Who am I to say these things? I’m neither Muslim nor Jew. I’m a white, agnostic American who has twice visited Israel and the West Bank. I’ve witnessed the mammoth separation wall, the barbed wire fences, the prosperous Israeli life flourishing at the expense of forced Palestinian poverty, the refugee camps of people exiled from their homes, the constantly encroaching Israeli settlements taking more and more Palestinian land, uprooting their olive groves, the hopelessness and despair of the oppressed. 

I paint portraits of Americans who have struggled on behalf of the underdog, people who believe that the ideals of this country should be available and true for everyone, people who have denounced hypocrisy and insisted on justice.
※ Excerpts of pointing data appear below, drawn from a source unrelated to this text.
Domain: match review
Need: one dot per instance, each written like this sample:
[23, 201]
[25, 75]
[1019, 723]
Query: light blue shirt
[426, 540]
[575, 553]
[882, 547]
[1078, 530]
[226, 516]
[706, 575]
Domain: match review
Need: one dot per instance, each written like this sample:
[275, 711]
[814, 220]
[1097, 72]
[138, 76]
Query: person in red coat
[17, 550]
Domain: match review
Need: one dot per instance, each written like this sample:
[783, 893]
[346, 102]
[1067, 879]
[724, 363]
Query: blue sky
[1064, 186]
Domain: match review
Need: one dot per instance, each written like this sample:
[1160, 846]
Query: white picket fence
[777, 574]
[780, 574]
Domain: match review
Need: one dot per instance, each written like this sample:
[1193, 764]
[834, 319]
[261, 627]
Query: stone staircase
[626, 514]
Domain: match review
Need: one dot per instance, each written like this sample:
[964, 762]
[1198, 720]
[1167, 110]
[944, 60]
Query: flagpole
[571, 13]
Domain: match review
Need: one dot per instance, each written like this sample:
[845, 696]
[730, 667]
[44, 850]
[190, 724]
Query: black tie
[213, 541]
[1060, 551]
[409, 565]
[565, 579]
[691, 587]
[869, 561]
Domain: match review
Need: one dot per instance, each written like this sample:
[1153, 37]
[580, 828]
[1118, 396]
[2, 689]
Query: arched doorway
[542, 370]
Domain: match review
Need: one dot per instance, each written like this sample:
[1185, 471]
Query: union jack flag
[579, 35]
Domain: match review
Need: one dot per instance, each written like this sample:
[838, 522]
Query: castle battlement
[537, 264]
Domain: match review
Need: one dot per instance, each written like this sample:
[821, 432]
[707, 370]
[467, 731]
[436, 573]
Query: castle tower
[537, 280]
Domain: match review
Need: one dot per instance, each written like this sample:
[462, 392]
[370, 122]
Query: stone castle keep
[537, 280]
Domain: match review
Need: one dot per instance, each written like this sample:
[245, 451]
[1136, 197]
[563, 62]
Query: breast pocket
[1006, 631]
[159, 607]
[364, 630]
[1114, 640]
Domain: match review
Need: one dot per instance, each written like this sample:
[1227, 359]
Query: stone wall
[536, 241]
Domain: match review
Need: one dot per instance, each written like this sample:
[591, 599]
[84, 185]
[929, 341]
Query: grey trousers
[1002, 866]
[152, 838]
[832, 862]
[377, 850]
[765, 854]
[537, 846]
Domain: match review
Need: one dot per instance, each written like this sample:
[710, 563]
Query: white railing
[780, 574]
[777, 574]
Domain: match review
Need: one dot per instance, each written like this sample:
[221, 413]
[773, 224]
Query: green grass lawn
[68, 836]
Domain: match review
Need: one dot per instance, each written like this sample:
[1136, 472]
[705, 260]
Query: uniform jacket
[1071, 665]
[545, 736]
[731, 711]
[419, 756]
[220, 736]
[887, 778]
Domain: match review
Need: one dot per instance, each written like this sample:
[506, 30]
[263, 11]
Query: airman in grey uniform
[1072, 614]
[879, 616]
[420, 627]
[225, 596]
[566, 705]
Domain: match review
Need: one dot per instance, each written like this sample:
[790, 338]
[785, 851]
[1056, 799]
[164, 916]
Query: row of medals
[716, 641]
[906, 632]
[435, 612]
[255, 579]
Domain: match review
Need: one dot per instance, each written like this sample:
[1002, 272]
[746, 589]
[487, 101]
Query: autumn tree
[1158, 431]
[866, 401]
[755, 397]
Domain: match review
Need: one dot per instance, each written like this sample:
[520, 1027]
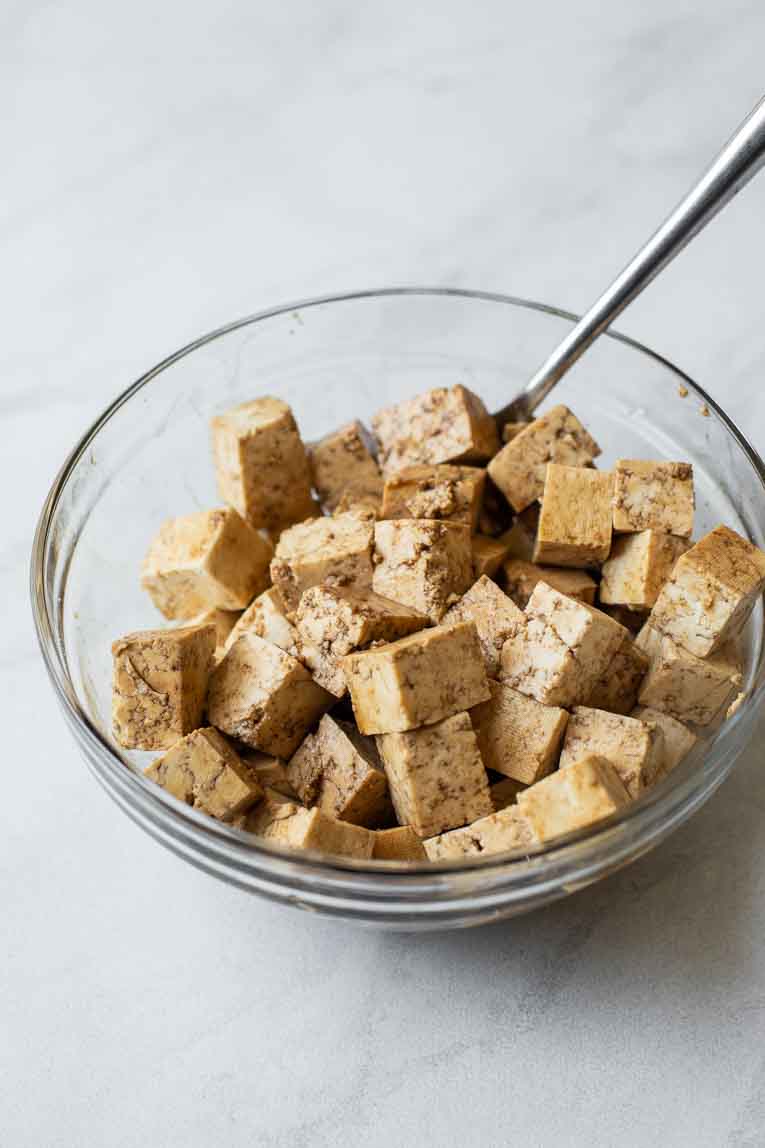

I painted a portrait of Rachel Corrie, an American girl who was purposely run over, crushed, and murdered by an Israeli bulldozer in 2003 while she was trying to protect, nonviolently, a Palestinian home from being demolished. Israeli courts never admitted a crime was committed.

Rachel Corrie Awtt Portrait

Rachel Corrie understood that the United States government has taken sides in this struggle, supported Israel, called them a great ally who has our total support to protect themselves. Because the U.S. has done nothing to diminish the daily oppression of  the Palestinians, Rachel felt morally bound to stand with the victims. She was the beneficiary of their gratitude and generosity. She understood their rage. She understood that the US government was also protecting Israel from acknowledging and taking responsibility for its crimes.

Rachel Corrie said, “We can work with them [the Palestinians], and they know that we work with them, or we can leave them to do this work themselves and curse us for our complicity in killing them.” That suggests another quote from James Baldwin: “…anyone who insists on remaining in a state of innocence long after that innocence is dead turns himself into a monster.”

And, we should add, turns its victims into monsters, too.